Combination therapies using AAV gene therapy plus HSCT or SRT may provide an alternative to high-dose AAV therapies.^{53,57,100,106,110,112,205} Furthermore, the latest SRT drugs target more proximal enzymes to psychosine synthesis than L-cycloserine to limit off-target effects.^91,121 Combination therapies could achieve similar efficacy to high-dose AAV therapies while using less AAV, thus avoiding the potential perils of high-dose AAV therapy. In tandem with combination therapies, engineered AAV serotypes allow for improved targeting and potentially further reduction of the required dose for effective treatment. In summary, investigative therapeutics for KD have significantly improved since the development of HSCT 35 years ago, particularly combination therapies. Looking to the future, the likely treatment for KD will be a combination of the current standard-of-care treatment, HSCT, and AAV, as well as possibly a third treatment modality such as ERT or SRT. This specific treatment combination used may even change depending on the subtype of KD (infantile, juvenile, or adult onset) or the specific mutation a patient may have, and this type of personalized medicine may further improve treatment outcomes. For example, an infantile KD patient homozygous for the 30-kb deletion may receive HSCT, gene therapy, and SRT, while a juvenile-onset patient may benefit from receiving only gene therapy, and an adult-onset KD patient may be managed with just ERT or SRT. This customized treatment plan could minimize the impact of KD for all patients, minimize treatment costs, and improve access to post-therapy follow-up.

The preclinical experiments and clinical trials using single and combination therapies for KD may also aid the development of more effective therapeutic strategies for other LSDs. Given that MLD is potentially the most similar disorder to KD with regard to pathology, symptoms, and treatment, we will use it as an example. At present, like KD, MLD is treated with HSCT, but this is not very effective in stopping disease pathology or symptom development.

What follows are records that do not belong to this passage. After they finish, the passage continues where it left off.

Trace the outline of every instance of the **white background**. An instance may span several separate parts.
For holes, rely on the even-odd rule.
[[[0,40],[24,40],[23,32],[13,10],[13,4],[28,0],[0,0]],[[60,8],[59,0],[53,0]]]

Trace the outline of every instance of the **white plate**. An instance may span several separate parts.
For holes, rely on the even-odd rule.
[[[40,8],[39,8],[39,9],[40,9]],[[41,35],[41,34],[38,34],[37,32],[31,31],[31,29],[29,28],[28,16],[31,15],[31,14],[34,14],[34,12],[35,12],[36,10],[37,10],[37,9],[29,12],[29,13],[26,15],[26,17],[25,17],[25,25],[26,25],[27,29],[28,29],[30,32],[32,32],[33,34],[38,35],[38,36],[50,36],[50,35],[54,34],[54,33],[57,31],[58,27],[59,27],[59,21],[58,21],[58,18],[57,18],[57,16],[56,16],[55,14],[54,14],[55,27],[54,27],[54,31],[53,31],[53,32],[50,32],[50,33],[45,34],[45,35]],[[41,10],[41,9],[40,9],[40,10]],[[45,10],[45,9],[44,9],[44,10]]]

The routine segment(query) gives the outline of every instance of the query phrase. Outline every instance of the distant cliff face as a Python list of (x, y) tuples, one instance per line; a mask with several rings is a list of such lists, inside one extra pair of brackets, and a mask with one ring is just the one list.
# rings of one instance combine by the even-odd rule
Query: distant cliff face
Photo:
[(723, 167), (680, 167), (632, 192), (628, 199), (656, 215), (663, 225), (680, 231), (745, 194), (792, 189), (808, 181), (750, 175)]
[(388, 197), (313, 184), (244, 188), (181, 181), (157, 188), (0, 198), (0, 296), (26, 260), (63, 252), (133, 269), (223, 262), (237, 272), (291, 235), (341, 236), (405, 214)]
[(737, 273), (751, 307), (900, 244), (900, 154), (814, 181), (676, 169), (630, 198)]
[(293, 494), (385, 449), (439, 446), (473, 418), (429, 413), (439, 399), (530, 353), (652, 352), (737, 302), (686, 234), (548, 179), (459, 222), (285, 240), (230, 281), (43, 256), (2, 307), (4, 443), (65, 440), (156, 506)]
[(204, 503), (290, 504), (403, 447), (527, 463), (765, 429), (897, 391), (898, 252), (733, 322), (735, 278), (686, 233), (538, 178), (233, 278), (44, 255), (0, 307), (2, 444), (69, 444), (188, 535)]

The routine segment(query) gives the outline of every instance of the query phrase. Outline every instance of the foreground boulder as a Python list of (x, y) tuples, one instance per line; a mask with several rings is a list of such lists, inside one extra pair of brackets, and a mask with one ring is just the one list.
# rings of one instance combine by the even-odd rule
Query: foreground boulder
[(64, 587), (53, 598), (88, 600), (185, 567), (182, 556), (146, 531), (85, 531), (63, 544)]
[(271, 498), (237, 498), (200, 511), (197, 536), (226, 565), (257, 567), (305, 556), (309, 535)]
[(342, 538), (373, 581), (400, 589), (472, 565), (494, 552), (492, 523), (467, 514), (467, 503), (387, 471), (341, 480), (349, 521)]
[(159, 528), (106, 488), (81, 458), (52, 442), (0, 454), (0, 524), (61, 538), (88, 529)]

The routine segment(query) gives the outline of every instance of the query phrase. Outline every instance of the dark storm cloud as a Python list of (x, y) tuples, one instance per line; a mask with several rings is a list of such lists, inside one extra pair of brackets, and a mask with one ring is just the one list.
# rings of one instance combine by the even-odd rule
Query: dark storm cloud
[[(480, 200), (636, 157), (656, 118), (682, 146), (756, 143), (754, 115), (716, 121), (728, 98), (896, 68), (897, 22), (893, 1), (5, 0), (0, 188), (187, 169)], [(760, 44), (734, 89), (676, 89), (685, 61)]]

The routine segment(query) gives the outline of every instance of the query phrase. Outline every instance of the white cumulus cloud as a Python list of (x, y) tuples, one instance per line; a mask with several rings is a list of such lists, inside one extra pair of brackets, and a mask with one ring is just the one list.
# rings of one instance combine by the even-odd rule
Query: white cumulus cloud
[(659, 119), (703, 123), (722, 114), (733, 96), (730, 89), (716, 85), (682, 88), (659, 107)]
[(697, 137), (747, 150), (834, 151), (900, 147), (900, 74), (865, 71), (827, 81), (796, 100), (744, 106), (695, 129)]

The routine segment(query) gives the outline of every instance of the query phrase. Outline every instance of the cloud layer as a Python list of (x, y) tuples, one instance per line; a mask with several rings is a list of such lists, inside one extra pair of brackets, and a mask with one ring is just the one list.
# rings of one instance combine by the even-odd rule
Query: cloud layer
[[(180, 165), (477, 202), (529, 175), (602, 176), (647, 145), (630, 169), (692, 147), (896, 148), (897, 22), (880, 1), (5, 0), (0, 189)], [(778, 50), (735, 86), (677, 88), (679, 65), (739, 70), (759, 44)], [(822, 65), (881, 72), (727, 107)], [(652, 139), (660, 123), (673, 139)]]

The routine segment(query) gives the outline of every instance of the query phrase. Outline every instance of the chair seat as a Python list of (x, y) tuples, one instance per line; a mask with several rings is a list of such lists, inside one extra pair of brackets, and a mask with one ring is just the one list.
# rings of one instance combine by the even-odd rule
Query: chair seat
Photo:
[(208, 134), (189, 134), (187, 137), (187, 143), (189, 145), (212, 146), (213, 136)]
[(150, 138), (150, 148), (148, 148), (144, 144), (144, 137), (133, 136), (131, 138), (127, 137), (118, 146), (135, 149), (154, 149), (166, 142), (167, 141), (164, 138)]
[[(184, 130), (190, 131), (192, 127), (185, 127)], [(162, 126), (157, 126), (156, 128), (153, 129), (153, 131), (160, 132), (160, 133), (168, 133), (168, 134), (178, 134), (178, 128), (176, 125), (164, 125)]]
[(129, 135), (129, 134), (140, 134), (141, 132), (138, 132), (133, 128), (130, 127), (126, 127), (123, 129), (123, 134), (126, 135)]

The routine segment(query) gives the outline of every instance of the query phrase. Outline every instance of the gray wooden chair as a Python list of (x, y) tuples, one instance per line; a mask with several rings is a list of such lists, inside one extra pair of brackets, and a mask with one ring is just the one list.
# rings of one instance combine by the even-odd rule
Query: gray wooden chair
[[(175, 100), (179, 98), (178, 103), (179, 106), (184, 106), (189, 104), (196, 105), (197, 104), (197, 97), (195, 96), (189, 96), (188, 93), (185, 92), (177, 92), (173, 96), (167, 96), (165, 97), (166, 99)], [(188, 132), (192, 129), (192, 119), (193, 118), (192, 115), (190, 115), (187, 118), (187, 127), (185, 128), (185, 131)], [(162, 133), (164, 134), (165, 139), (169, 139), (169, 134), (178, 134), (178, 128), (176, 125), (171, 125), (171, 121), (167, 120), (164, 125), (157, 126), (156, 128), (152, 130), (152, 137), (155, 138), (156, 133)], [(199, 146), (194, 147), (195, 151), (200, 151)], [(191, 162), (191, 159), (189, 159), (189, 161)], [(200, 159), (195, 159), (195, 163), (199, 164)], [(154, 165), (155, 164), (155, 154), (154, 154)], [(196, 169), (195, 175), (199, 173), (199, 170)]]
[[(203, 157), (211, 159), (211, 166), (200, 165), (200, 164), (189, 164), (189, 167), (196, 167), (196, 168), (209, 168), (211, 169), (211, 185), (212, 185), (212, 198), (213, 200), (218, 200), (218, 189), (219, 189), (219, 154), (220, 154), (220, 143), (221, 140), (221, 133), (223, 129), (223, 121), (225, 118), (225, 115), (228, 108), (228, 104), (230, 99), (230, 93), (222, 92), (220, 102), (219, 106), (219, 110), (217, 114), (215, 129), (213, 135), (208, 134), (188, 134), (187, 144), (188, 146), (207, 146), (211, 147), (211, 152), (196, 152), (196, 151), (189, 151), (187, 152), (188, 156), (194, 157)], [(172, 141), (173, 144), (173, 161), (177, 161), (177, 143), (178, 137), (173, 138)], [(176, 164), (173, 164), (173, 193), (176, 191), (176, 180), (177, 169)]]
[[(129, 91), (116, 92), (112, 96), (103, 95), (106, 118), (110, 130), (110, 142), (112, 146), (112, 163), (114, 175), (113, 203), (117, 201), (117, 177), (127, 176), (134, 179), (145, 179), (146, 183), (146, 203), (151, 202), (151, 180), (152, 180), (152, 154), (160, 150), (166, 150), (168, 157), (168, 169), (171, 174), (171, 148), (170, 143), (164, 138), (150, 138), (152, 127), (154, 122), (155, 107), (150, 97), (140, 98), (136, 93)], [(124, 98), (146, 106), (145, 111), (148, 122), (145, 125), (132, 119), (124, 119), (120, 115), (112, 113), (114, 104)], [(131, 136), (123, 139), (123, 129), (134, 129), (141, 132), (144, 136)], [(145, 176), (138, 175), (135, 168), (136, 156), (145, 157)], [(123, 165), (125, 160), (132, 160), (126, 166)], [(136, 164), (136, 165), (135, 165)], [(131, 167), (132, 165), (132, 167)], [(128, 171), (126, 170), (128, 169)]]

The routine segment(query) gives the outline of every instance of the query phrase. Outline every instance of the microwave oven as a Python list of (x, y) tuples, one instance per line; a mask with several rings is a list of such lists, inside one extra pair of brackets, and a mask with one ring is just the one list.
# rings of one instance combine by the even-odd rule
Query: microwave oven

However, recently the European Medicine Agency approved a new gene-cell therapy using lentiviral transduced stem cells to treat MLD. This therapy significantly increased ARSA activity as well as improving motor function, verbal skills, and cognitive ability.²⁰⁶ Many of both the preclinical and clinical therapies being investigated for KD have a similar counterpart being investigated for MLD.²⁰⁷ For example, an ERT trial (NCT01510028) was completed recently and an AAV gene therapy trial (NCT01801709) is currently ongoing. Similarly, these same treatment modalities are currently being or will be investigated for other LSDs. The future of LSD treatment is advancing every day through earlier diagnosis, improved HSCT protocols, new SRT drugs, novel ERT protein constructs, and innovative AAV construct design.